ダンス音楽に合わせてそろって「沖縄ステップ」を踏む人々=2015年12月27日夜、名護市のダンスクラブ「チャレンジャー」

 【名護】数あるダンスステップの中でも、沖縄にしか存在しない“沖縄ステップ”があるという。その数は約60ともされ、「ハッスル」「沖縄マンボ」などといった名前が付いている。昨年12月27日夜、名護市のダンスクラブ「チャレンジャー」で開かれたダンスパーティーに集まった人々が踏むステップがやんばるの夜を彩った。

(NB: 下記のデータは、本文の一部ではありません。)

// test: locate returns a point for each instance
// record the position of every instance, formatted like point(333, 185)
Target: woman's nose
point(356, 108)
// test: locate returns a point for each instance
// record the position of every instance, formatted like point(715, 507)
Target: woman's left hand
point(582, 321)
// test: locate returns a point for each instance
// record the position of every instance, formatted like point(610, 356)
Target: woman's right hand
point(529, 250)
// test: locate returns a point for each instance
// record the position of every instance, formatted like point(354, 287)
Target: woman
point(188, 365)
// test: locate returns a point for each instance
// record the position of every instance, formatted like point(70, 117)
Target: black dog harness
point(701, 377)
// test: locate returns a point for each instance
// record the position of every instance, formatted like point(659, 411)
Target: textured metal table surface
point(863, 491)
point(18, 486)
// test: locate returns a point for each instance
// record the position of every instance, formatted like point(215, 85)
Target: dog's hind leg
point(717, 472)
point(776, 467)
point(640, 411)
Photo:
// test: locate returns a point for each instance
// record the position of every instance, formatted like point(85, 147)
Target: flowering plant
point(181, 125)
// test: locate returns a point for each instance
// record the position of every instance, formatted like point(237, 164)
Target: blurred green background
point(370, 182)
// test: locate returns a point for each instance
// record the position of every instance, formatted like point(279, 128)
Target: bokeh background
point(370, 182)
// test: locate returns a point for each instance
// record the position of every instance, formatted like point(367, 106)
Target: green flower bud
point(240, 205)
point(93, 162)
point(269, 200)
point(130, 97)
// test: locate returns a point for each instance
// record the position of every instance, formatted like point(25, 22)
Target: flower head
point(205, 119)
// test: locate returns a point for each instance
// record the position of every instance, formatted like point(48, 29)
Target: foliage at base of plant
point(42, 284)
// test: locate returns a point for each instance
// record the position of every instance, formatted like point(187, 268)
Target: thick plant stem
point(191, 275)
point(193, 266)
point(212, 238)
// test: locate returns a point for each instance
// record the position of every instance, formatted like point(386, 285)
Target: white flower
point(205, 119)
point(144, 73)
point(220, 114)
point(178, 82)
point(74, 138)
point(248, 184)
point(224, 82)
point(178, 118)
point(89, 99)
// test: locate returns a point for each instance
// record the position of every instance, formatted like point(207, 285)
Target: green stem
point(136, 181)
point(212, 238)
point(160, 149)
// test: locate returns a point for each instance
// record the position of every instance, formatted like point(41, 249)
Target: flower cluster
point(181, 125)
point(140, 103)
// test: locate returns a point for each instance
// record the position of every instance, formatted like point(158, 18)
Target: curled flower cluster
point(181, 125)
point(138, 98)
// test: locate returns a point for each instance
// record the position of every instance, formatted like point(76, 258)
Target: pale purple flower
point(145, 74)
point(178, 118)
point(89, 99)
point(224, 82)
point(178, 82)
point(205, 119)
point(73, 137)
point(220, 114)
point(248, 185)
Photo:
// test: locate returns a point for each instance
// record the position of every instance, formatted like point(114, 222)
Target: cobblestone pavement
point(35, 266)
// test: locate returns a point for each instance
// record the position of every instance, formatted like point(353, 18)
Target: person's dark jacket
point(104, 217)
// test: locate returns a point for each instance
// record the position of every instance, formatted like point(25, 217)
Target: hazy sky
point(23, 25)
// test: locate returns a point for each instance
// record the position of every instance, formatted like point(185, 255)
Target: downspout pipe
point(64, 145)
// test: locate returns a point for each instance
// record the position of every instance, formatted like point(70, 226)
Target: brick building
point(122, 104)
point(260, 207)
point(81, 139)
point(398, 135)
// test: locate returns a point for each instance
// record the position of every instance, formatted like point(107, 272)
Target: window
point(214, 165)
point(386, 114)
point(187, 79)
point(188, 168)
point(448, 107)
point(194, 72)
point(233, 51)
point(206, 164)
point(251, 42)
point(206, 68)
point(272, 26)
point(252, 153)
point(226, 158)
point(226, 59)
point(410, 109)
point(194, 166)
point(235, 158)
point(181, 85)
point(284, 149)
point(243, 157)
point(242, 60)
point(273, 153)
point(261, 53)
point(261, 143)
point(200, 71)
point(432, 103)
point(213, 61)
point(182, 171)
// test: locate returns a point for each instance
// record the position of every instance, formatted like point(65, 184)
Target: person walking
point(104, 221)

 「今日はこのナンバーです。よろしく!」と軽快な語り口で盛り上げながら曲を掛けるのは同店オーナーの山城和文さん(54)だ。くるくる回るミラーボールは1970年代のムードを漂わせる。間髪入れずに次々変わる曲に合わせて繰り出される沖縄ステップ。その姿は圧巻だ。
 かつては県内に多く立ち並んだダンスクラブも、現在は数軒しかないという。中でも同店は何十年も変わらない雰囲気を維持し続けており、遠くは南部からも常連客が踊りにやってくる。
 「ひーでー」の愛称で親しまれる翁長清秀さん(50)もダンスクラブで青春を燃やした一人だ。ビージーズの「恋のナイト・フィーバー」の曲に合わせたステップを考案した。右手の親指と人さし指を立てたまま上に伸ばした腕を3回振り、両足のつま先をくっつけたまま、かかとを開いたり閉じたりする。翁長さんにとってステップは「自己表現の場です」と笑顔で話す。
 上地ルリ子さん(41)のお気に入りの沖縄ステップはボビー・ヘブの「サニー」に合わせたステップだ。3回ボックスを踏んで最後は片足を出しながら手をたたく。10代のころ、誘われるがままダンスクラブに行ってみた日からはまった。「知らない曲ばかりで新鮮だった。曲の軽快さに引かれた」と懐かしむ。
 山城オーナーは「最近は若い人にも少しずつ人気が出てきている。先輩方がつくっていった沖縄ステップをどんどん継承し、新しい音楽も取り入れながら発展させていきたい」とわくわくした表情を見せた。